1. ∞ - ∞ = L'H but how does this become a fraction?

$
\sqrt{n^2 - 3n} - n
$

This is to get the limit as n approaches ∞

In the book this became a fraction somehow. There is probably some algebraic property that I am oblivious of. My prediction is that in 30 minutes I will refresh this page and say "OMG so obvious"

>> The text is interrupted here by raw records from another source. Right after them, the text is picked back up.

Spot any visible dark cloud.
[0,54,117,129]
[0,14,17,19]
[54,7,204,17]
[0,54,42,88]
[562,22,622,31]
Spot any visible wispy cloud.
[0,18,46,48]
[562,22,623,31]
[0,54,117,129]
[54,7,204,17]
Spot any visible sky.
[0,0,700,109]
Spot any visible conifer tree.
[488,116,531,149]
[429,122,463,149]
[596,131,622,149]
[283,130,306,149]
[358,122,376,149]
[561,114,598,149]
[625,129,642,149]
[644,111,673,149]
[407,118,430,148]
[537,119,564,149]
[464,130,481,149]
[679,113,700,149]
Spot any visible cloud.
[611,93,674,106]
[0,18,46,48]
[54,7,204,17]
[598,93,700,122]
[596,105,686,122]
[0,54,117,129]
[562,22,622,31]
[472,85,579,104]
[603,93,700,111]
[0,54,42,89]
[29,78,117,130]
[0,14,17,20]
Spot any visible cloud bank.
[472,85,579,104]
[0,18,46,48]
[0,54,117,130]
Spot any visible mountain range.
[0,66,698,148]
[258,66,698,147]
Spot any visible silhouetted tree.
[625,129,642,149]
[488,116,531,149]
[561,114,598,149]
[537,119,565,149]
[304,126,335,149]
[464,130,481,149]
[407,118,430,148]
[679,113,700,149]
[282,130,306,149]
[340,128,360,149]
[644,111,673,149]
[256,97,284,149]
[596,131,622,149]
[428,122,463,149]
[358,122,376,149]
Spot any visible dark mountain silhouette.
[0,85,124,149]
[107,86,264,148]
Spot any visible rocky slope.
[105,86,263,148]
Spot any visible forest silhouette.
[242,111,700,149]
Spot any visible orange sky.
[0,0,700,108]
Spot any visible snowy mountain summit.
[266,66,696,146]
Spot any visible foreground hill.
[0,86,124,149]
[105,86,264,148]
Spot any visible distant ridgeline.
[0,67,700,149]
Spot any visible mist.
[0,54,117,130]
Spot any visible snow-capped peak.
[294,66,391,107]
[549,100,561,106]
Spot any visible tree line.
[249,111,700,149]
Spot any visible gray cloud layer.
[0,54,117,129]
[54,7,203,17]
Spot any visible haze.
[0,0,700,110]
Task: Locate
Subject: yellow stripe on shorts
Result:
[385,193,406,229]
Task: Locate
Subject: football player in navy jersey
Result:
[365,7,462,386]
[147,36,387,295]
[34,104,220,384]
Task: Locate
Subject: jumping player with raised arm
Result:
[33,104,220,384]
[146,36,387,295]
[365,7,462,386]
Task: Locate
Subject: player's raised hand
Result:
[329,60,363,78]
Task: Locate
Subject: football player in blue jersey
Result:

2. Originally Posted by TYTY
$
\sqrt{n^2 - 3n} - n
$

This is to get the limit as n approaches ∞

In the book this became a fraction somehow. There is probably some algebraic property that I am oblivious of. My prediction is that in 30 minutes I will refresh this page and say "OMG so obvious"
$\sqrt{n^2 - 3n} - n = \frac{(\sqrt{n^2 - 3n} - n) \cdot (\sqrt{n^2 - 3n} + n)}{\sqrt{n^2 - 3n} + n} = \frac{(n^2 - 3n) - n^2}{\sqrt{n^2 - 3n} + n} = \frac{-3n}{\sqrt{n^2 - 3n} + n}$

No need for L'H if you now divide numerator and denominator by n: $\frac{-3}{\sqrt{1 - \frac{3}{n}} + 1}$.

Now take the limit.

Let me save you the trouble ...... "OMG so obvious"

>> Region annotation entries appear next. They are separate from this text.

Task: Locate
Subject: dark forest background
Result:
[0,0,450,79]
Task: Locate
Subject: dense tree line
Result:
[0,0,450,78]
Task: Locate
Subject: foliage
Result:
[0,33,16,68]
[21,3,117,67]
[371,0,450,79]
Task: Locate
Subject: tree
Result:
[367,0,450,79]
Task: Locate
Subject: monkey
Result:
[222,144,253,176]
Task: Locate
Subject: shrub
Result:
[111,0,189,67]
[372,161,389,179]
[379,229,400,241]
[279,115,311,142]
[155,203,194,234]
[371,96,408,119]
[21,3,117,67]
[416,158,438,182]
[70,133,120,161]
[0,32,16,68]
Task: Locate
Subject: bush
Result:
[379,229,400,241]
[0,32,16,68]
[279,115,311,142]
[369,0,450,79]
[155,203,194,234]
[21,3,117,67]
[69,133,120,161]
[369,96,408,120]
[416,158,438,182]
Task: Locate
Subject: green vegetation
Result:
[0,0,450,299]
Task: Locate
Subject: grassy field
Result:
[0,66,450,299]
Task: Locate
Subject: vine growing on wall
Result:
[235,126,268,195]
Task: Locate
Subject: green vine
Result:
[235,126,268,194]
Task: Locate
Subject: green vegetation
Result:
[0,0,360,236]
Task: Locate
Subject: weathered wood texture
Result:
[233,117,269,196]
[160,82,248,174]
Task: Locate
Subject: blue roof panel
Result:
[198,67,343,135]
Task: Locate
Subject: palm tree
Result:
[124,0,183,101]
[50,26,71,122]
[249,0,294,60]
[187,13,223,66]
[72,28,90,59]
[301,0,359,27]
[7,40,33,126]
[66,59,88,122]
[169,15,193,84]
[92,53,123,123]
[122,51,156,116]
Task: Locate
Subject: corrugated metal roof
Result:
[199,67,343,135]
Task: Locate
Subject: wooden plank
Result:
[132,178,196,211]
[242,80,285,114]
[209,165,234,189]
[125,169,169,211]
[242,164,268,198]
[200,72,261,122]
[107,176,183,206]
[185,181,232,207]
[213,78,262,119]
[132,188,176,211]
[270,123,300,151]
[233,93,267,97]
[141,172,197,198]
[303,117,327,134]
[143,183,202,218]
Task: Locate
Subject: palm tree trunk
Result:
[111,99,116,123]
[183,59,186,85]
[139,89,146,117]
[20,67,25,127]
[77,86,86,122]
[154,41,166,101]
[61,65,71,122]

3. Originally Posted by mr fantastic
$\sqrt{n^2 - 3n} - n = \frac{(\sqrt{n^2 - 3n} - n) \cdot (\sqrt{n^2 - 3n} + n)}{\sqrt{n^2 - 3n} + n} = \frac{(n^2 - 3n) - n^2}{\sqrt{n^2 - 3n} + n} = \frac{-3n}{\sqrt{n^2 - 3n} + n}$

No need for L'H if you now divide numerator and denominator by n: $\frac{-3}{\sqrt{1 - \frac{3}{n}} + 1}$.

Now take the limit.

Let me save you the trouble ...... "OMG so obvious"

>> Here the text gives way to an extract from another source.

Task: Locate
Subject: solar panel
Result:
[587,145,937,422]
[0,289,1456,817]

Thank you mister fantastic; that answer looks very good. What I'm still not entirely sure of was what compelled you to multiply by

$
{\sqrt{n^2 - 3n} + n}/{\sqrt{n^2 - 3n} + n}
$

I mean, obviously it is mathematically sound and allowed you to get the answer but I'm just not following the train of thought that had you multiplying by that exact ratio in the first place.

4. Originally Posted by TYTY
Thank you mister fantastic; that answer looks very good. What I'm still not entirely sure of was what compelled you to multiply by

$
{\sqrt{n^2 - 3n} + n}/{\sqrt{n^2 - 3n} + n}
$

I mean, obviously it is mathematically sound and allowed you to get the answer but I'm just not following the train of thought that had you multiplying by that exact ratio in the first place.
The simplest answer is to say that it's a trick that works, learned from experience.

5. So would you say that when you see ∞ - ∞, one of the things you try first is (∞ - ∞)[(∞ + ∞)/(∞ + ∞)]? Did I understand correctly?

Sorry for no latex as I'm late for work...

6. What mr. fantastic was doing was "rationalizing the numerator".